Les chimistes pharmaceutiques consacrent des années à optimiser la structure moléculaire d'un médicament pour un effet thérapeutique précis. Pourtant, un médicament sans aucun effet secondaire reste quasi impossible à obtenir.
En Belgique, les pharmaciens distribuent chaque année plus de 100 millions de boîtes de médicaments remboursés. Peu de patients saisissent comment une pilule ingérée pénètre dans l'organisme et où se fixe la substance active. Le patient avale en confiance : l'effet est souvent bienvenu, mais l'arrière-goût – les effets secondaires – s'avère fréquemment amer. Ces derniers dissuadent de nombreux patients de suivre leur traitement quotidien. Quelles en sont les causes exactes et où en est la recherche pharmaceutique ?
Les effets secondaires dissuadent de nombreuses personnes de prendre leurs médicaments quotidiennement.
Une fois absorbé dans la circulation sanguine, le médicament voyage vers son organe cible, mais peut aussi agir ailleurs, générant des effets secondaires. Bien qu'inévitable dans une certaine mesure, la recherche vise à les minimiser. Les chimistes modulent la structure moléculaire pour une spécificité maximale.
La formulation choisit souvent une voie d'administration ciblée, comme une pompe ou un spray nasal. Récemment, des techniques d'encapsulation protègent le médicament : une « couverture » le rend invisible au système immunitaire, lui permettant d'atteindre sa cible sans dégradation prématurée. Même à destination, le chemin vers l'effet désiré reste complexe.
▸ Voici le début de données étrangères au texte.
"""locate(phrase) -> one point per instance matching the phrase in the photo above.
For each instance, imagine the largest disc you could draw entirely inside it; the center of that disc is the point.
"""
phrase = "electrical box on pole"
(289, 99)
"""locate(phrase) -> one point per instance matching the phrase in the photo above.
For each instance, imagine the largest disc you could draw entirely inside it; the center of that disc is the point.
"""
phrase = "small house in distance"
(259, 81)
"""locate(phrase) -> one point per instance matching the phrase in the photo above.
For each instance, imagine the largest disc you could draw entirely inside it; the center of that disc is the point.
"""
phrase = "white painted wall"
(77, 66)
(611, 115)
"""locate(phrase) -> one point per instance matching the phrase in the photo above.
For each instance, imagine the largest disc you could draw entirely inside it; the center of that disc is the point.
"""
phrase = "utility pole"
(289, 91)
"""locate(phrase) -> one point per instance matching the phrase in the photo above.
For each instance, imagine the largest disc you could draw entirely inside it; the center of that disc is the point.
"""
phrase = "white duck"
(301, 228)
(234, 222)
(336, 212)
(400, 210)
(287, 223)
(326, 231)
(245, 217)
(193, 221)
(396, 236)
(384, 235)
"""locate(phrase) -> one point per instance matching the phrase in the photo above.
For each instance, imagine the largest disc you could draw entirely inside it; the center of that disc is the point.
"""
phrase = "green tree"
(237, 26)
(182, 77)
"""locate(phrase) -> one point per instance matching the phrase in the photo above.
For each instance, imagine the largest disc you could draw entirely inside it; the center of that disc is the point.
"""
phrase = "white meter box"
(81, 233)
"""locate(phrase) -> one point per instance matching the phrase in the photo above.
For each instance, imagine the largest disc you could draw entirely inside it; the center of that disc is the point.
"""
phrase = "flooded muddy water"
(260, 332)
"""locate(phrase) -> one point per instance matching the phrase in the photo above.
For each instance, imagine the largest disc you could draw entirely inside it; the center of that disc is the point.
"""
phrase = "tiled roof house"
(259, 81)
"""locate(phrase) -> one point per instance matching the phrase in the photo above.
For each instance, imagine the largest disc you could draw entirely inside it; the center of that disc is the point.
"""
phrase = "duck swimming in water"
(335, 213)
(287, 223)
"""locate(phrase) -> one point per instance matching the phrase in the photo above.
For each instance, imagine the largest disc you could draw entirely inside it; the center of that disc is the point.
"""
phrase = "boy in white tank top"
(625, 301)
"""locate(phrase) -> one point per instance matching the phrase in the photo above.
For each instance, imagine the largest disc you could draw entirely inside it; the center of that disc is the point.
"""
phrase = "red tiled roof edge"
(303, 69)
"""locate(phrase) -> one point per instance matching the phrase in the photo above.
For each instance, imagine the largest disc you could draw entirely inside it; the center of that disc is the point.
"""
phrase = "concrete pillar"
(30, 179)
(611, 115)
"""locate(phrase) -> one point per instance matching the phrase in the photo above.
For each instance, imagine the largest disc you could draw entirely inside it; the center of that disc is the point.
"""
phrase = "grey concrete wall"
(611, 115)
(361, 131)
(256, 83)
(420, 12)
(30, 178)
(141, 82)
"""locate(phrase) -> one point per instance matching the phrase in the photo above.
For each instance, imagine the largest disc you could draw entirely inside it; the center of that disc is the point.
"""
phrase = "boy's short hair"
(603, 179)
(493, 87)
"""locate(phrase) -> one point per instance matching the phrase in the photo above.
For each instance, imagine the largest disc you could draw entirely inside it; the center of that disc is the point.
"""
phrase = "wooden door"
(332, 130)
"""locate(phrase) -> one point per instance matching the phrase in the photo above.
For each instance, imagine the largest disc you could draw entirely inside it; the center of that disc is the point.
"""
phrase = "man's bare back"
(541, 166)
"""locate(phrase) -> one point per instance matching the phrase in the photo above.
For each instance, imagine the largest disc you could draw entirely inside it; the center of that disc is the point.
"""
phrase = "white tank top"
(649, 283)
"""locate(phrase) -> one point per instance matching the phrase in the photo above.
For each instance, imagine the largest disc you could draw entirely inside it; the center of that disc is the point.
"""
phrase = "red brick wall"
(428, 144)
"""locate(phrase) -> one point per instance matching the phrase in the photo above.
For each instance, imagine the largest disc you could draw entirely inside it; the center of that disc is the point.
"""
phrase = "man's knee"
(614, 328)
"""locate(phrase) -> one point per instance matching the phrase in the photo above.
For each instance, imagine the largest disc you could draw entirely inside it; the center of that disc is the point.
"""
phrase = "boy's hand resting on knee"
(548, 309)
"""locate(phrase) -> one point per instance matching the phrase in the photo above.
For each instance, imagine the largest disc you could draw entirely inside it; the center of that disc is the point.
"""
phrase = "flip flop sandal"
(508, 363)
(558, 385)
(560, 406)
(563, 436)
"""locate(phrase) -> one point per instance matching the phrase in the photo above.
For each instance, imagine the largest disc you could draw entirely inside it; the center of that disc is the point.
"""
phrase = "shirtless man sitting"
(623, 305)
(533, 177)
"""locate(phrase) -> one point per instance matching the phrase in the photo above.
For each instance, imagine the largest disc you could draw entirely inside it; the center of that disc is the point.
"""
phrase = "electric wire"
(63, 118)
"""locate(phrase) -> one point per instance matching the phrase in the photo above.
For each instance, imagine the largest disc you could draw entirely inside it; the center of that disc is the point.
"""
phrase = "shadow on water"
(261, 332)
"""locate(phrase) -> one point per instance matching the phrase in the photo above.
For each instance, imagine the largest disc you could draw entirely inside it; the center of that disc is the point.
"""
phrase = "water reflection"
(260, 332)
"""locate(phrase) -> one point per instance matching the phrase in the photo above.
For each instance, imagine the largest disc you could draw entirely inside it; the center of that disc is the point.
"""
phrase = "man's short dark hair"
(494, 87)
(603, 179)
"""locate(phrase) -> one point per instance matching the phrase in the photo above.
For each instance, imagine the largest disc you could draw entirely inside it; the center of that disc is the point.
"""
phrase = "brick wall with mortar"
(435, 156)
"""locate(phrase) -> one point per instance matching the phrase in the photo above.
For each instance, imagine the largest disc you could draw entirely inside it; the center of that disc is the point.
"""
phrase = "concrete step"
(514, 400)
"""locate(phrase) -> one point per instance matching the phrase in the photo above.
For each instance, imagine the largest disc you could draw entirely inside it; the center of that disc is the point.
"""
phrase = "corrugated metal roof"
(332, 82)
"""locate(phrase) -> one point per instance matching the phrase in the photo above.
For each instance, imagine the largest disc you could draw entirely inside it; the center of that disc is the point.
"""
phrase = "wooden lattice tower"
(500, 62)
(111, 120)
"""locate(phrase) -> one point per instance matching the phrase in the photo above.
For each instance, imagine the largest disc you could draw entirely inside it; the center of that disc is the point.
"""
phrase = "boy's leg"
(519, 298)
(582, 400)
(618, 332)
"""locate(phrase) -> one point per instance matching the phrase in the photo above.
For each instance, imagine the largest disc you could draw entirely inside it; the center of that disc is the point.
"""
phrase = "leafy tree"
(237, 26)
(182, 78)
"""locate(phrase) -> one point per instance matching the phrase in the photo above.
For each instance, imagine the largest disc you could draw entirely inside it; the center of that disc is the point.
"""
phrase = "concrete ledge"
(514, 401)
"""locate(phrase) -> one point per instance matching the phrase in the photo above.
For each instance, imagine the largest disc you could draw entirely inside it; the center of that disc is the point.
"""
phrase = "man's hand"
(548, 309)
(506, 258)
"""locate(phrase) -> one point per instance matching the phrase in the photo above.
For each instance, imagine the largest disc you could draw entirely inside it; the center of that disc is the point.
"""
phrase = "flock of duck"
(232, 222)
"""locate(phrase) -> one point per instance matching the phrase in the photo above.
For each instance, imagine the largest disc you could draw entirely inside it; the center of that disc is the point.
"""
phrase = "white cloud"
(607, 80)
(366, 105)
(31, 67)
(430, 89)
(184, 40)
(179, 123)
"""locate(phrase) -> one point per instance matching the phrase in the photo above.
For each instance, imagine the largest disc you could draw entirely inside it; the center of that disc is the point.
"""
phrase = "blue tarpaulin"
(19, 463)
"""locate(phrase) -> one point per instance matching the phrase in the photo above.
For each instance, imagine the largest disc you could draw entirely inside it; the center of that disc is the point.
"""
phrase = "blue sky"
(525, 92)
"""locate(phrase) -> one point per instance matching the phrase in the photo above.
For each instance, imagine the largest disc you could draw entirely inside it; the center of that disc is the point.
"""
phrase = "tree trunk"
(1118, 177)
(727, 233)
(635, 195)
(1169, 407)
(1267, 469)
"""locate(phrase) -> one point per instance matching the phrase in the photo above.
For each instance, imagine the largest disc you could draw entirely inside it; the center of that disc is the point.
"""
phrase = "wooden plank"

Le médicament agit comme une clé s'insérant dans une serrure : un récepteur cellulaire. Plus d'un tiers des médicaments ciblent les récepteurs couplés aux protéines G (GPCRs), structures Nobel de chimie récompensées, présentes à la surface de toutes nos cellules.
Selon le type cellulaire, récepteur et ligand, un signal spécifique est transmis à l'intérieur de la cellule – la « signalisation ». Hormones, neurotransmetteurs, stimuli sensoriels (lumière, odeurs, goûts) activent ces récepteurs en permanence.
La clé s'ajuste, le récepteur s'active et mobilise la protéine G comme messager principal. Des analogues proches produisent un effet thérapeutique similaire.
Ce modèle verrou-clé guide la recherche, mais la « serrure » est plastique : la clé la déforme, activant divers messagers au-delà de la protéine G, d'où le terme « récepteur couplé à X ».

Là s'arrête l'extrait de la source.